La lecture du troisième et dernier volume des Utopiques de Gilles Jallet (après, donc, Les Utopiques, I, puis Les Utopiques 2. La Spirale de l’histoire), suscite une réflexion sur la vertu d’un titre enveloppant une triple teneur, et qui ravive l’étymologisme limpide de Thomas More :
- génétique, puisque, comme l’écrit Jallet : «Ce sont donc trois livres disparates qui se trouvent rassemblés sous le même titre générique» (p. 9). L’utopie, c’est donc d’abord la dis-location (relative) des lieux à l’intérieur du lieu du livre: ce que marque, d’une part, la triplicité du cycle ; ce que marque, d’autre part, le pluriel même du titre – selon un principe déjà mis en œuvre par L’Utopie première de More, articulée en deux livres (un récit de voyage, puis une description de l’île).
- thématique : «Les textes réunis sous cette bannière appartiennent à des espaces et à des époques indéterminés, autrement dit eux-mêmes utopiques» (quatrième des Utopiques, I). L’utopie n’implique donc pas ici la nullité de la référence (selon le jeu du préfixe négatif grec u-), mais le flottement d’un rapport indicatif à des «mondes» consistant chacun selon «sa propre quiddité» («Avant-propos» des Utopiques, 3). Ainsi, dans le troisième volume, celui de l’Égypte ancienne, dont relèvent aussi bien Sinouhay, l’autoportrait, L’Île du serpent Ka, Débat entre un homme et son Ba, Le Charme d’eau, que le Monologue du cœur.
Le nom même d’utopie s’entend alors du geste de reprise «repoétique» d’un monde, qui délocalise la source pour la resituer dans l’autre «lieu» d’une langue française s’infléchissant elle-même vers l’étranger. Jallet désigne d’ailleurs précisément comme «identité utopique» cette vexion ou version paradoxale d’un sujet qui ne se retrouve proprement chez lui qu’au terme de l’«épreuve de l’étranger» (Berman).
- rhématique : c’est que l’utopie nomme un genre en sa règle formelle, qui suppose une consistance dis-loquée – ces textes, écrit Jallet, «ont été construits en l’absence de tout fondement solide, et ne se soutiennent que par eux-mêmes, comme des constructions de tours dans l’espace» (Utopiques I, quatrième).

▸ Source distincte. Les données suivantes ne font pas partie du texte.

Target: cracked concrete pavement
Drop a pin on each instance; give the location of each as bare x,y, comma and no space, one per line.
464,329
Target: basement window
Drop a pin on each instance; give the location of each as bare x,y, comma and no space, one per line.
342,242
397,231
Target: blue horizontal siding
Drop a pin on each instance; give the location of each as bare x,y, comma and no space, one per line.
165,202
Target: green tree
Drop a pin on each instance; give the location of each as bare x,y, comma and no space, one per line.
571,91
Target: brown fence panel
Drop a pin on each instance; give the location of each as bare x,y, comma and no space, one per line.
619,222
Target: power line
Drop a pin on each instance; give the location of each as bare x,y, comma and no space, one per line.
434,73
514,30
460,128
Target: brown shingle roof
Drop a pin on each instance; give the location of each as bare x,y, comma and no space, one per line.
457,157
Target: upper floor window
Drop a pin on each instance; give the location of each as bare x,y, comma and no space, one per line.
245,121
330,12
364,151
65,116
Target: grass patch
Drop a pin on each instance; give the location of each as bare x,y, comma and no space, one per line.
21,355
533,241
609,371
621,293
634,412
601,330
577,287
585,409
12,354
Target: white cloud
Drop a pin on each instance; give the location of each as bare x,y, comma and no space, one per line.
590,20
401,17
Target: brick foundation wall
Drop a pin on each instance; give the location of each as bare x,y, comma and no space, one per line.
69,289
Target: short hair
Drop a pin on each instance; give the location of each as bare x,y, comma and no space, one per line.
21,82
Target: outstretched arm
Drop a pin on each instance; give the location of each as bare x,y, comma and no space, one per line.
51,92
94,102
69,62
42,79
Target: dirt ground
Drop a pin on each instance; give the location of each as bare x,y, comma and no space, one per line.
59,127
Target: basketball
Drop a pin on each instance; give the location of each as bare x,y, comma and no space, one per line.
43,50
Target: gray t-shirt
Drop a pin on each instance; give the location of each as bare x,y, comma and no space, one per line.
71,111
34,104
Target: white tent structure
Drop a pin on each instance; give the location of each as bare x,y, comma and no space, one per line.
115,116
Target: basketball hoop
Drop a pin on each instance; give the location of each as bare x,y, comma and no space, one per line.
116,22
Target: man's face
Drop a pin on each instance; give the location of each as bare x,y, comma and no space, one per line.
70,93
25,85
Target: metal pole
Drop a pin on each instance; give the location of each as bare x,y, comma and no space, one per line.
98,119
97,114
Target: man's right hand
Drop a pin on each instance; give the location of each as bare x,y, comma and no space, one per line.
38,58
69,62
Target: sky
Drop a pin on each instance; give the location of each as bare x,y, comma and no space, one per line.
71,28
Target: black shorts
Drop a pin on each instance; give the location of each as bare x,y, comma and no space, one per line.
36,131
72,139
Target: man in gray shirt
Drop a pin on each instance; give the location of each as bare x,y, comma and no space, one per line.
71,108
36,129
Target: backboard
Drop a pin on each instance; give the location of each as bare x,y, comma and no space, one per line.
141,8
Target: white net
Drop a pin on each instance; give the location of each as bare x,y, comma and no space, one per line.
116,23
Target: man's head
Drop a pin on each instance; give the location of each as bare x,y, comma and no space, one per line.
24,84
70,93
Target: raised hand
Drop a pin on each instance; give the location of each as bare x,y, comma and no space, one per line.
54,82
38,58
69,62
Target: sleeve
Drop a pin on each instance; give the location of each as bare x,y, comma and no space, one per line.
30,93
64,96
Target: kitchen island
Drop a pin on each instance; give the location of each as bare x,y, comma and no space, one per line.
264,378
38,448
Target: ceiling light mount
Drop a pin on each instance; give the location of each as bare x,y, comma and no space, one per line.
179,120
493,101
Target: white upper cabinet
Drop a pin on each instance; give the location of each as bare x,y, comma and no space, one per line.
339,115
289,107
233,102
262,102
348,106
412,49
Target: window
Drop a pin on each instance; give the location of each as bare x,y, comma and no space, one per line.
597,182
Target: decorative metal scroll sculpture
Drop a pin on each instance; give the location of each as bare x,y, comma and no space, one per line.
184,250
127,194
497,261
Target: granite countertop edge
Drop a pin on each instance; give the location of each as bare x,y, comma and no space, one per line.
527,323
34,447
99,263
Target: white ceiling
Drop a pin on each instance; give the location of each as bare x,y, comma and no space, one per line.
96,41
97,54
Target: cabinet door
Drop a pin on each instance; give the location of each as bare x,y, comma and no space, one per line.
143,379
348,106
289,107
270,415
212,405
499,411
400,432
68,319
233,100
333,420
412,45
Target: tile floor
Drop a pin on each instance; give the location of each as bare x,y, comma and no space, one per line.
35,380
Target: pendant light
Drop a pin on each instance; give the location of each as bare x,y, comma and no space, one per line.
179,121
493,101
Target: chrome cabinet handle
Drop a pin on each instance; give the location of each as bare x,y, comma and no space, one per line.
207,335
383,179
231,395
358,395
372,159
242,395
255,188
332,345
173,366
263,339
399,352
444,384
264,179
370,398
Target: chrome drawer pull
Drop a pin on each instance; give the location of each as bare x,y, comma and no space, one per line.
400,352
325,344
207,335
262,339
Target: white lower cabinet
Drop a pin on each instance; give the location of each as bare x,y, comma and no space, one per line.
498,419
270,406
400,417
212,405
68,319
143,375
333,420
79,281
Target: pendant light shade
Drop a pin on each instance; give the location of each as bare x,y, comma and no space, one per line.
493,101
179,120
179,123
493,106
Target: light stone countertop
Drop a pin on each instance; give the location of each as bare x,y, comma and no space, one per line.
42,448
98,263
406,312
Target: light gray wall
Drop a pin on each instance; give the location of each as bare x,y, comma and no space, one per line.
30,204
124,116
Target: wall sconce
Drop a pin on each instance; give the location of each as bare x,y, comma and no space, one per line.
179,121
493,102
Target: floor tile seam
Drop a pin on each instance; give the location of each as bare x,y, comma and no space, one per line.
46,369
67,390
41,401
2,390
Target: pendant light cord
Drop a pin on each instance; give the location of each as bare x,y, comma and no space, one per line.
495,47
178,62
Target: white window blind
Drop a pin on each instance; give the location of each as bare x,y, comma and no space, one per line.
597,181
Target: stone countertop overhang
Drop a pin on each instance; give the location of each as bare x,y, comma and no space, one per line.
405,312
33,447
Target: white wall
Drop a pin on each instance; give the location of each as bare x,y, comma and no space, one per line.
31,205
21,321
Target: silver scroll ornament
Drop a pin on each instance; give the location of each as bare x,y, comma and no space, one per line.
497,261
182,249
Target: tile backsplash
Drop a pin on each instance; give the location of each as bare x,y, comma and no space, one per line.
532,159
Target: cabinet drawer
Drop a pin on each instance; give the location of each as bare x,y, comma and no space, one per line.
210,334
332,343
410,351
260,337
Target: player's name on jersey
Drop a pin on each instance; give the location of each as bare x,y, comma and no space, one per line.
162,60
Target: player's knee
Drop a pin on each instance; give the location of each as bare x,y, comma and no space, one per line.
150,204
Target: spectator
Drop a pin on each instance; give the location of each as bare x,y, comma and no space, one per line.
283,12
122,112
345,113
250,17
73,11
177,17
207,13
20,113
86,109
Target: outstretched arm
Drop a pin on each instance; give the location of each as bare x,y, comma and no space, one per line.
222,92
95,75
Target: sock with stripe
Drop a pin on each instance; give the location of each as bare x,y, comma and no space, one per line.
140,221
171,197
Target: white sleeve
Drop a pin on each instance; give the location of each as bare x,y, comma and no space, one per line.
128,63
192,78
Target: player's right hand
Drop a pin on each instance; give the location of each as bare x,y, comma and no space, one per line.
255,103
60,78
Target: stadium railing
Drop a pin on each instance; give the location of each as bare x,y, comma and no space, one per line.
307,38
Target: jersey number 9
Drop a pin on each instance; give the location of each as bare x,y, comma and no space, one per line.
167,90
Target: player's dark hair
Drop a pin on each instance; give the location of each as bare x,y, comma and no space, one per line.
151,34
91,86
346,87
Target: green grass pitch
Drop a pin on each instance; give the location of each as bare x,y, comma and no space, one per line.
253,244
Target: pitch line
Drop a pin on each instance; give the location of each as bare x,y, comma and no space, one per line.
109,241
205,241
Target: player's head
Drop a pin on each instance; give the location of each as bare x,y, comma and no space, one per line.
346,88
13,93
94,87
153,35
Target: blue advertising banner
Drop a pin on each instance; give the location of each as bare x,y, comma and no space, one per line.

Il faut méditer cette dernière formule, rigoureusement babélienne : elle dit le fait local («dans l’espace») de l’invention utopique, qui reconduit le lieu à sa possibilité figurale (le «tour», au sens même de la rhétorique). Non pas, donc, le non-lieu (l’absence de lieu), mais la puissance inventive de quoi se soutient tout lieu : «Je m’éloignai dans le sens inverse du courant / vers le sud / car je pressentais la révolte qui allait éclater / Après quoi je ne pouvais répondre de ma vie» (Sinouhay, l’autoportrait, dans Les Utopiques, 3, p. 28).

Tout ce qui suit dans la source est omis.